In 1988, I was a senior in high school, and my hometown football team, the Kansas City Chiefs, were amid a rough twenty-year run. On a freezing, rainy day, I sat in Arrowhead Stadium with two of my friends and roughly 15,000 other people. It was so empty you could hear concessioners across the stadium as the Chiefs were playing out the string in another dismal season. A 34-year-old Steve Deberg was at quarterback, and Frank Gansz was coaching. Saying those names now makes me laugh.
Midway through the 4th quarter, I said to my friends, “If they could just make the playoffs, I will never complain again.”
Well, here I am, complaining after the Chiefs just hosted their 4th straight AFC Championship game. How could I not? It ended in an upset loss to the Cincinnati Bengals.
How did 18-year-old Jim vow to take glee in simply making the playoffs, and 52-year-old Jim is upset we are not going to the Super Bowl again?
One of my favorite writers, Barry Schwartz, says, “The secret to happiness is low expectations.” That is obviously a farce, but there is a grain of truth. In 1988, I had low expectations. Candidly, I had no expectations. I had witnessed an entire life filled with mediocrity on the field. In 2021, I witnessed football miracles from a savior to our city, commonly known as Patrick Mahomes. His presence and their recent performance have left us all with raised expectations.
Like most things in life, it did not happen overnight. The Chiefs decided many years ago to rebuild. They hired a great coach, found a new general manager, and assembled the pieces to a winning organization. And along the way, the fans began to change what they believed to be possible and, as importantly, recalculated what on-field success meant. The basis for our comparisons changed, and what used to bring joy is now met with disappointment.
Why? Because what we believe and expect are by-products of our previous experience and the universe of choices by which we compare people, products, and things.
So, we must learn how to deal with these changes in expectation. The frame that we have built around this is sports. The parallels between it and your work life are identifiable. If your world is managing teams, then apply this process to your staff analysis. If you are in a business development role, focus this around your book of business.
I am not dumb. I recognize how difficult it is to win in a game set up for parity. The NFL has done an unbelievable job making success an option for all franchises regardless of market size. The same is true for your people or sales effort. Where are you? It is easy to get far too exuberant about wins and pessimistic about losses. Is it moving directionally in the correct way and at the correct pace? If not, why not? If yes, how come? You do not need to take stock of this every day but at regular intervals.
You cannot change your expectations mid-game, but you can evolve them mid-season or certainly when the season is over. Reflect on the distance between your belief and reality. You are a reasonable person, right? How would reasonable people expect this to go by now?
From a business perspective, I view this as a double-edged sword. I am grateful for our staff, our clients, and the overall health of the agency. I am, however, still interested in more. Growing our client’s business, growing our agency, etc. I think both things can exist.
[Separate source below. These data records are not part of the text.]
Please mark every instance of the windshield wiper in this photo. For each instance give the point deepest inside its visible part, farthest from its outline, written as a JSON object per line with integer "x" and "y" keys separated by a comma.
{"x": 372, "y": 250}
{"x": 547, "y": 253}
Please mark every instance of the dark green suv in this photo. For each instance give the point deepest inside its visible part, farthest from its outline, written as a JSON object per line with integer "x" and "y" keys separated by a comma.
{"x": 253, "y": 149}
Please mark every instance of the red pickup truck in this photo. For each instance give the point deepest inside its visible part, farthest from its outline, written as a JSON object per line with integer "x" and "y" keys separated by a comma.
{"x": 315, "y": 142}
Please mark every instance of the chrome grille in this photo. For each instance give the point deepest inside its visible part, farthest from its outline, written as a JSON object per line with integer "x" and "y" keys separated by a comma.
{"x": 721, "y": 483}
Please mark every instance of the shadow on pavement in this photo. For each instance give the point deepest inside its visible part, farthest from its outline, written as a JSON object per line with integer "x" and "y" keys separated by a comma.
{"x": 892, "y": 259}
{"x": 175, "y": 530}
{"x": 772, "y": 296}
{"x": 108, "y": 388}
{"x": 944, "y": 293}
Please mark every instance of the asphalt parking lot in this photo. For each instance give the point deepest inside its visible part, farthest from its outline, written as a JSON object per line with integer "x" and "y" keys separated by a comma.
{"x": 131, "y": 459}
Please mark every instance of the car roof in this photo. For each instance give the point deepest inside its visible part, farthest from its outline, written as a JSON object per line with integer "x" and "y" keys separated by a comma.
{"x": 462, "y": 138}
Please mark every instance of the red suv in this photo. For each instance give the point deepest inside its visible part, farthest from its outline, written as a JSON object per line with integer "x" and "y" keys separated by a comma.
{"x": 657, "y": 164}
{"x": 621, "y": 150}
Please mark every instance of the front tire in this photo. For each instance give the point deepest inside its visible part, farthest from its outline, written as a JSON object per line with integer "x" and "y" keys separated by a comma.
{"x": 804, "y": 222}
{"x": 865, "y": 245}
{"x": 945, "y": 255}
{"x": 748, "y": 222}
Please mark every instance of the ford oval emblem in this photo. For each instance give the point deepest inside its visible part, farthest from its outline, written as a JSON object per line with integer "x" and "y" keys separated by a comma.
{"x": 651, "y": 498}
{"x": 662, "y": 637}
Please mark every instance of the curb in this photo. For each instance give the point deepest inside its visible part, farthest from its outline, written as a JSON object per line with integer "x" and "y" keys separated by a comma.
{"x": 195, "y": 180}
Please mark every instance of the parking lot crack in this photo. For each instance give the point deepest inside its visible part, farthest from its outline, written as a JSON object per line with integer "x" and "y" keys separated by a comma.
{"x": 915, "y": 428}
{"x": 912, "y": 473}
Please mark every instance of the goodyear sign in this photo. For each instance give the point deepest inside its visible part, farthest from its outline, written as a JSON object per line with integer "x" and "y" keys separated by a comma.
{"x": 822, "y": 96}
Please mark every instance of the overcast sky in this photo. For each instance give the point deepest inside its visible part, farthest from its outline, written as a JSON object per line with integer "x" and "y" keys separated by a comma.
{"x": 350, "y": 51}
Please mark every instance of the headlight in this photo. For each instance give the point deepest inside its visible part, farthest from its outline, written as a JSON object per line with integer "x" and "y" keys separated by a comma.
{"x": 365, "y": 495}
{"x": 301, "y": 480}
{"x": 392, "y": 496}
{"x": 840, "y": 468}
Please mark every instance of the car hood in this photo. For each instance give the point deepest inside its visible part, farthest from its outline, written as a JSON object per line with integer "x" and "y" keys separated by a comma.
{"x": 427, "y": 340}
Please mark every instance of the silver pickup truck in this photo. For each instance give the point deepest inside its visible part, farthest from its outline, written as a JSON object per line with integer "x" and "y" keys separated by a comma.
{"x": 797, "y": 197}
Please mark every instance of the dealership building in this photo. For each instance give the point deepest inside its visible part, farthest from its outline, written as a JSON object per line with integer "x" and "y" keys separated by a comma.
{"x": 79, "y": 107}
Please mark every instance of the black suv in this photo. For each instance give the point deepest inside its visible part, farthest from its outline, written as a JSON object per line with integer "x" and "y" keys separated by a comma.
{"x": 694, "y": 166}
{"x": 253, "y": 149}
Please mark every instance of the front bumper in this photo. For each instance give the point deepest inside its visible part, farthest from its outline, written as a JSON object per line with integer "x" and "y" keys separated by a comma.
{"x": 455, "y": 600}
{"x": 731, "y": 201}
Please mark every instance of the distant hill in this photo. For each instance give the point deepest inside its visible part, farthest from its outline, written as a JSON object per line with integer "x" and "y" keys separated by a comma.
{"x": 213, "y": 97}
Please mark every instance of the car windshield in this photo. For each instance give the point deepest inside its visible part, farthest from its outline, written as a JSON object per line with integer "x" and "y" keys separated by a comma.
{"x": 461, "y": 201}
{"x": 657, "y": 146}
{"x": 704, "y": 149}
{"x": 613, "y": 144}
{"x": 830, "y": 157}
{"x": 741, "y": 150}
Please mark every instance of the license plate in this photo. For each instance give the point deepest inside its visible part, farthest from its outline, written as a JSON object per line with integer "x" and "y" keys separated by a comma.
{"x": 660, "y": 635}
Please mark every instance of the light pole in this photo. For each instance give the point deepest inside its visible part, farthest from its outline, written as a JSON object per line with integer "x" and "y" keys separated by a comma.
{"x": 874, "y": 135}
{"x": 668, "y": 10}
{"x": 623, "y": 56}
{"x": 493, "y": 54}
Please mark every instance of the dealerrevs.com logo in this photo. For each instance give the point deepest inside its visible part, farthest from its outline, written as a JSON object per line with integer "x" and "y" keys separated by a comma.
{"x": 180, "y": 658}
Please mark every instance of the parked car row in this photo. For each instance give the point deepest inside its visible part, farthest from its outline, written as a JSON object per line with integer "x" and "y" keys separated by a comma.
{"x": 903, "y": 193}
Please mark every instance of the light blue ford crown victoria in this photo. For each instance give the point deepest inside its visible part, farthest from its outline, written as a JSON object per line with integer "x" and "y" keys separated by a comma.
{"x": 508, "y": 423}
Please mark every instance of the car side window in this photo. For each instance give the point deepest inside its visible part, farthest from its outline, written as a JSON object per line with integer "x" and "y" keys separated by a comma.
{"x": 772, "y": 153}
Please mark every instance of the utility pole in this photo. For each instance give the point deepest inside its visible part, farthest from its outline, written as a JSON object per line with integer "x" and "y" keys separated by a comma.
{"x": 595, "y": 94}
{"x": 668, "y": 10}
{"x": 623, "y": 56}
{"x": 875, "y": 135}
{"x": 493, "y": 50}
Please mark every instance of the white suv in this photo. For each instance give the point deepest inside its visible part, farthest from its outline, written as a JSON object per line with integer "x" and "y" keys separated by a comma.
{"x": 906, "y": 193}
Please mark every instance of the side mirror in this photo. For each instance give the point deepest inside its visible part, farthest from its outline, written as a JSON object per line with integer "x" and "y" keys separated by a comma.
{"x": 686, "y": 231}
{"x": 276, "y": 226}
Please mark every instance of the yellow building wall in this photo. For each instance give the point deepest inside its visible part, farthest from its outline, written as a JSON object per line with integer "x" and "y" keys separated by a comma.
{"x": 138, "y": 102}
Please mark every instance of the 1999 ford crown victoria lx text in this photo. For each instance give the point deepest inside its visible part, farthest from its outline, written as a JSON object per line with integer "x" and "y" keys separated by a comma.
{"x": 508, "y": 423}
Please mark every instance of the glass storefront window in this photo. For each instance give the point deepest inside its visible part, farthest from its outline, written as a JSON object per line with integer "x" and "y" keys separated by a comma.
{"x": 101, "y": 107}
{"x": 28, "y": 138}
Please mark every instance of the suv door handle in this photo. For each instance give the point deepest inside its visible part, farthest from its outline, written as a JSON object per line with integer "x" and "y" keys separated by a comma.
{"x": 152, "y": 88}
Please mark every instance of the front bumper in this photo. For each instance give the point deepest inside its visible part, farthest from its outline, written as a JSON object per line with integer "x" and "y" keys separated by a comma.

You can be grateful and appreciate what you have while also building something more.
Misery loves company. This is not an invitation to wallow, we aren’t Detroit Lions fans! But it is an invitation to find peer groups to help you benchmark your performance and laugh at the hurdles. I do not care what industry you are in – peer groups exist. Share and expect sharing in return.
Ultimately, you will need some confidence that you are making the right decision on people or opportunities. Hold them to your expectations and hold yourself to high expectations. Life and business can find themselves in vicious cycles where nothing seems to go right or virtuous cycles when nothing seems to go wrong. Great leaders spot the vicious cycle and find ways to stop the downward spiral. You can do that right now. Today.